Mexico has declared the Islas Revillagigedo, an archipelago in the northeast Pacific a national marine reserve to protect the extraordinary biodiversity of these volcanic islands and the surrounding seas. Declared a UNESCO World Heritage Site in 2016, this new reserve is the largest in North America (57,000 square miles). It is home to species ranging from humpback, sperm and killer whales, great white and hammerhead sharks, manta rays and four species of sea turtles to species of endemic birds such as parakeets, doves and shearwaters, lizards, snakes and plants.

Often called the ‘Galapagos of North America,’ the Islas Revillagigedo archipelago shares some of the same characteristics as the Ecuadorian chain of islands: a volcanic origin, the meeting of two ocean currents which gives rise to waters rich in nutrients, endemic species, and relative isolation. The Islas Revillagigedo are 250 miles southwest of the Baja California peninsula.

The seas around the islands of San Benedicto, Socorro, Roca Partida and Clarion are a feeding ground for several species of whales, sharks, dolphins, sea lions and migratory birds and a winter breeding ground for humpback whales and almost 400 fish species large and small, including sailfish, marlin and colorful coral reef inhabitants such as angel and butterfly fish.

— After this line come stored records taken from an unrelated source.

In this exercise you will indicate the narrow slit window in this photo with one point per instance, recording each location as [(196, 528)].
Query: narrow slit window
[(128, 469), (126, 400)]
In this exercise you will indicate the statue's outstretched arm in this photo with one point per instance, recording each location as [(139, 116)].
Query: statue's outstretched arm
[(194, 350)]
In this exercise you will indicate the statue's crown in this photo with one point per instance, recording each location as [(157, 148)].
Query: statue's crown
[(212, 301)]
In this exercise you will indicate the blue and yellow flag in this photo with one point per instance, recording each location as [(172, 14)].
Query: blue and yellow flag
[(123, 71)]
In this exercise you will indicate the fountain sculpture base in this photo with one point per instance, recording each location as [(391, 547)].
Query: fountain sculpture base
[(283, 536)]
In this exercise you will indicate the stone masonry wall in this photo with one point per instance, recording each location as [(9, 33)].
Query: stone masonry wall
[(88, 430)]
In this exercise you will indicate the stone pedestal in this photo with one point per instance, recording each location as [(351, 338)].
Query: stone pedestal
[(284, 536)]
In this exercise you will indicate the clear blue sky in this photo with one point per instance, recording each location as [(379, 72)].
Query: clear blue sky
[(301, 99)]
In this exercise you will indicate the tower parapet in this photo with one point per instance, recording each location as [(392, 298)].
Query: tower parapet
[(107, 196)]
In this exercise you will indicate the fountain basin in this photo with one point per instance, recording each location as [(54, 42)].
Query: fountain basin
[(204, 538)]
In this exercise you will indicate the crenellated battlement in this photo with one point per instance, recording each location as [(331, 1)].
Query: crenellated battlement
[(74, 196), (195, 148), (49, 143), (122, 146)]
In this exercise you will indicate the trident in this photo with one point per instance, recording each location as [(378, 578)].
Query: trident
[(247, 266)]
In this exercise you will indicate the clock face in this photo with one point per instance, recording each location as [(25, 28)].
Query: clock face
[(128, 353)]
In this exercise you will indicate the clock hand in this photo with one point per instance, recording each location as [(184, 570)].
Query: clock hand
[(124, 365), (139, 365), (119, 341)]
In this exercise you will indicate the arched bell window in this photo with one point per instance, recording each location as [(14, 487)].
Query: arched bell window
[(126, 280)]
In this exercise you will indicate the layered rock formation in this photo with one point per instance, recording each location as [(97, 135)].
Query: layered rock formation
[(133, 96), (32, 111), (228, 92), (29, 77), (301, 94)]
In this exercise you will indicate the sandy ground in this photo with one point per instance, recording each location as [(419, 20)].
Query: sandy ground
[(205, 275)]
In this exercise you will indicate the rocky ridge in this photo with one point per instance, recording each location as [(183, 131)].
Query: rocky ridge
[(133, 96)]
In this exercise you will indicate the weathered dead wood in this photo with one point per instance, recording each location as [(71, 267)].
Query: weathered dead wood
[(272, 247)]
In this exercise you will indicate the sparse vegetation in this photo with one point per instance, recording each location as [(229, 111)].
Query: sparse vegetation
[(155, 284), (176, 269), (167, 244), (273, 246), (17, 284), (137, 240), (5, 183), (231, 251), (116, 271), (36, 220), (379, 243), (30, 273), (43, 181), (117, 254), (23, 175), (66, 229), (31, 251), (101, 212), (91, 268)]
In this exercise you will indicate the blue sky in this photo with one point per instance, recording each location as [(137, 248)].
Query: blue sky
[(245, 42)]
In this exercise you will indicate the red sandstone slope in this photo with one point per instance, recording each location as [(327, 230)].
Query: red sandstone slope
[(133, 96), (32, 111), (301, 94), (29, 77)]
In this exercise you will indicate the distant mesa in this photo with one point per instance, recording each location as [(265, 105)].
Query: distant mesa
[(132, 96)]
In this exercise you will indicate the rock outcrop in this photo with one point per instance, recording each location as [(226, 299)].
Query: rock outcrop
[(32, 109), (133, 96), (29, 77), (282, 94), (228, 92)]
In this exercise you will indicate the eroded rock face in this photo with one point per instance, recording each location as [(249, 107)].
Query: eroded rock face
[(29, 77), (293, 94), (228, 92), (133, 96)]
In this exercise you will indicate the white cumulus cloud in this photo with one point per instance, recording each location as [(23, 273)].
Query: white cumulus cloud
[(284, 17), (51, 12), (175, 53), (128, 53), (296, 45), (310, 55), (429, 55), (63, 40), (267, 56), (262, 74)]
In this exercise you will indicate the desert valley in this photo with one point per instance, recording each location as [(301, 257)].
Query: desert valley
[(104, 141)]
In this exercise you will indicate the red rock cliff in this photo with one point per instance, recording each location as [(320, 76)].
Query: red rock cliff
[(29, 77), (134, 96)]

Fifteen species of endemic bird have been identified on Socorro Island and there are also lizards, snakes and plants found nowhere else on the planet.

Commercial fishing is now prohibited in the Revillagigedo Islands reserve to protect species such as tuna and sierra and give fish populations a chance to grow. The islands are also off limits for mining, forestry and tourist development.